Final source Code available at https://github.com/guntas-13/ES666-Assignment3.
Do checkout the other blog at Notebook Blog.
Some inspiration from https://github.com/CorentinBrtx/image-stitching.
Special thanks to @Robohrriday for his immense help during various stages of execution of this assignment.

Introduction

Given a set of \(N\) images \(I_1, I_2, \ldots, I_N\) with some overlap of the actual 3-D scene, taken from a static camera with only a rotational degree of freedom, the objective is to warp and stitch the images to form a Panoramic-Stitched Image.

A Panoramic-Stitched Image.

Homography Estimation

Scale-Invariant Feature Transform (SIFT)

The SIFT algorithm [1] is one of the commonly used algorithms developed for the purpose of interest point detection and description. It detects keypoints in an image that are scale/shift-invariant and provides a 128-dimension feature description for each of the keypoints detected in an image. A variant of this algorithm is implemented in OpenCV as cv2.SIFT_create()

SIFT-detected Keypoints.

Finding the Point Correspondances

Now given the SIFT keypoints in two images, we need to find the matching keypoints in both the images i.e. to compare every 128-dimension feature vector of one image with every other feature vector of the other image to find the closest match. This is usually done with the help of some approximate KNN algorithm (KD Tree here).

Code for SIFT feature detection and Matching:

Show the code

def detect_and_match_features(img1, img2):
    sift = cv2.SIFT_create()
    
    keypoints1, descriptors1 = sift.detectAndCompute(img1, None)
    keypoints2, descriptors2 = sift.detectAndCompute(img2, None)

    FLANN_INDEX_KDTREE = 1
    index_params = dict(algorithm=FLANN_INDEX_KDTREE, trees=5)
    search_params = dict(checks=50)
    flann = cv2.FlannBasedMatcher(index_params, search_params)

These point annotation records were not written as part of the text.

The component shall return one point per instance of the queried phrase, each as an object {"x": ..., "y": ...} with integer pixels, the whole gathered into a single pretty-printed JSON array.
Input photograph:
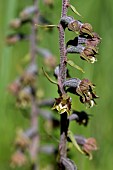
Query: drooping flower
[
  {"x": 83, "y": 88},
  {"x": 63, "y": 104}
]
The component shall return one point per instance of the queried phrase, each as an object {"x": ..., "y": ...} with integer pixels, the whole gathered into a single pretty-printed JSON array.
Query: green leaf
[
  {"x": 46, "y": 26},
  {"x": 74, "y": 10},
  {"x": 72, "y": 64},
  {"x": 52, "y": 81},
  {"x": 71, "y": 136}
]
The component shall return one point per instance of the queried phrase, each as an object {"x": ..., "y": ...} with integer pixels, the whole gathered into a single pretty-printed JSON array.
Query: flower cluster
[{"x": 86, "y": 43}]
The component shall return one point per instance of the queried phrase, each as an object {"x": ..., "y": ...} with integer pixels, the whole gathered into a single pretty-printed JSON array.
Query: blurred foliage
[{"x": 99, "y": 14}]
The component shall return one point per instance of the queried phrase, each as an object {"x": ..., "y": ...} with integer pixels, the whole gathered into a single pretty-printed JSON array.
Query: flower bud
[
  {"x": 28, "y": 11},
  {"x": 86, "y": 28},
  {"x": 89, "y": 53}
]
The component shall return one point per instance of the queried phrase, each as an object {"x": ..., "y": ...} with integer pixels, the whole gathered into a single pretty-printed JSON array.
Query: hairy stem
[
  {"x": 34, "y": 147},
  {"x": 61, "y": 79}
]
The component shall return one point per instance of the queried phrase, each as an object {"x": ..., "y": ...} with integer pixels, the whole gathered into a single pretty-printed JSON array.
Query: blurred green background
[{"x": 99, "y": 14}]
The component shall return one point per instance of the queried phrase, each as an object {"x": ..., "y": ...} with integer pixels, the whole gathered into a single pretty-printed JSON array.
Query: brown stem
[
  {"x": 61, "y": 79},
  {"x": 34, "y": 147}
]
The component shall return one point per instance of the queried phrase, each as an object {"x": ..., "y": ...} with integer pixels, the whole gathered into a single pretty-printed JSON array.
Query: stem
[
  {"x": 61, "y": 79},
  {"x": 34, "y": 147}
]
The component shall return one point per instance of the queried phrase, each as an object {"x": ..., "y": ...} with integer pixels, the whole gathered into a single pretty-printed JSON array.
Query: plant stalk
[{"x": 61, "y": 79}]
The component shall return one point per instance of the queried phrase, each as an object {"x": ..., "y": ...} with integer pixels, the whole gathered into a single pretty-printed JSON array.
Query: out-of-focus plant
[
  {"x": 25, "y": 86},
  {"x": 85, "y": 44},
  {"x": 28, "y": 97}
]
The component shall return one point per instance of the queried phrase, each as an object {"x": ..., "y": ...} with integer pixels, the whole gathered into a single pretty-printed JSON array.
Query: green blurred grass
[{"x": 99, "y": 14}]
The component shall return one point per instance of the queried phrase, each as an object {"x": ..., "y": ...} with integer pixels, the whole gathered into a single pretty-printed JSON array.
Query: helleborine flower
[
  {"x": 89, "y": 53},
  {"x": 93, "y": 41},
  {"x": 89, "y": 145},
  {"x": 83, "y": 88},
  {"x": 86, "y": 28},
  {"x": 63, "y": 104},
  {"x": 85, "y": 91}
]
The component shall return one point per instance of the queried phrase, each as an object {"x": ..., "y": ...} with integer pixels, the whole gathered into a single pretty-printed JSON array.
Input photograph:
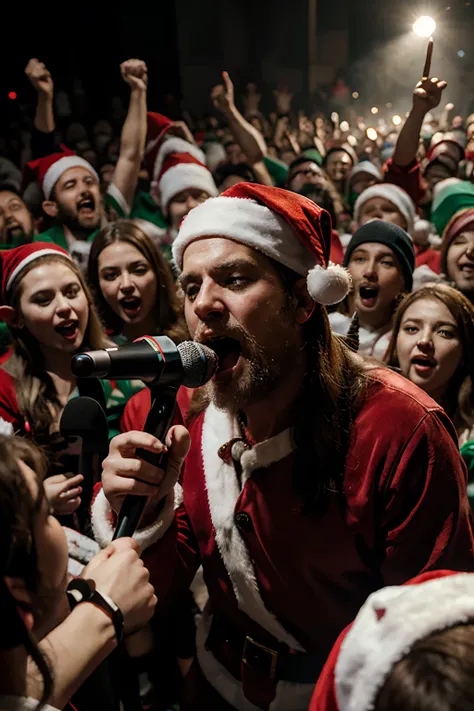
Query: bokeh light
[{"x": 424, "y": 26}]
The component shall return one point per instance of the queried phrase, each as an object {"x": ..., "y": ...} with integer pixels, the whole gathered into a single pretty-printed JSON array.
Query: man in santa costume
[
  {"x": 312, "y": 479},
  {"x": 71, "y": 186},
  {"x": 410, "y": 647}
]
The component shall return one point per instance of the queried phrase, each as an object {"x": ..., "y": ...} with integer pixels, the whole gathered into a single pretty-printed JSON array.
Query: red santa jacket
[{"x": 281, "y": 576}]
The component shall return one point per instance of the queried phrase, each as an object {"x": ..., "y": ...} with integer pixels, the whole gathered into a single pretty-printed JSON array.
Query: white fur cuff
[{"x": 103, "y": 530}]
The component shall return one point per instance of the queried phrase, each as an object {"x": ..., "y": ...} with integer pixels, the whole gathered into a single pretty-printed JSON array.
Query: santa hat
[
  {"x": 185, "y": 161},
  {"x": 462, "y": 221},
  {"x": 395, "y": 195},
  {"x": 387, "y": 627},
  {"x": 365, "y": 167},
  {"x": 13, "y": 261},
  {"x": 284, "y": 226},
  {"x": 177, "y": 172},
  {"x": 47, "y": 171}
]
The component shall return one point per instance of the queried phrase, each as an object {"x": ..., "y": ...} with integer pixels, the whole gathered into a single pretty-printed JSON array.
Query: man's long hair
[{"x": 335, "y": 383}]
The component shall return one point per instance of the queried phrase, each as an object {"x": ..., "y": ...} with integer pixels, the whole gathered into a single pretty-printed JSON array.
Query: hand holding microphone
[{"x": 124, "y": 473}]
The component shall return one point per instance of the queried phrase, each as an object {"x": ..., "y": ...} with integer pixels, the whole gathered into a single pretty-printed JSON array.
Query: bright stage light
[{"x": 424, "y": 26}]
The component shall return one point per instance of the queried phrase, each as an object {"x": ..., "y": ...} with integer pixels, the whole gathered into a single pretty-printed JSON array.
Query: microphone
[{"x": 152, "y": 359}]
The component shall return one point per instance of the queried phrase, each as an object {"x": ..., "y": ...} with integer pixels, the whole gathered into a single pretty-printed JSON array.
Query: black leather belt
[{"x": 276, "y": 662}]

    matches = flann.knnMatch(descriptors1, descriptors2, k=2)
    
    good_matches = []
    for m, n in matches:
        if m.distance < 0.75 * n.distance:
            good_matches.append(m)

    points1 = np.zeros((len(good_matches), 2), dtype=np.float32)
    points2 = np.zeros((len(good_matches), 2), dtype=np.float32)
    
    for i, match in enumerate(good_matches):
        points1[i, :] = keypoints1[match.queryIdx].pt
        points2[i, :] = keypoints2[match.trainIdx].pt

    return points1, points2, keypoints1, keypoints2, good_matches

Feature Matching in two Images.

Robust Estimation of Homography Matrix (RANSAC)

A homography matrix \(H\) is a \(3 \times 3\) matrix that relates corresponding points between two images in projective space \(\mathbb{P}^2\). Given a point \(\mathbf{x} = [x, y, 1]^T\) in one image, its corresponding point \(\mathbf{x}' = [x', y', 1]^T\) in the second image can be expressed as: \[ \mathbf{x}' \sim H \mathbf{x}, \]

where \(\sim\) indicates equality up to a scale factor.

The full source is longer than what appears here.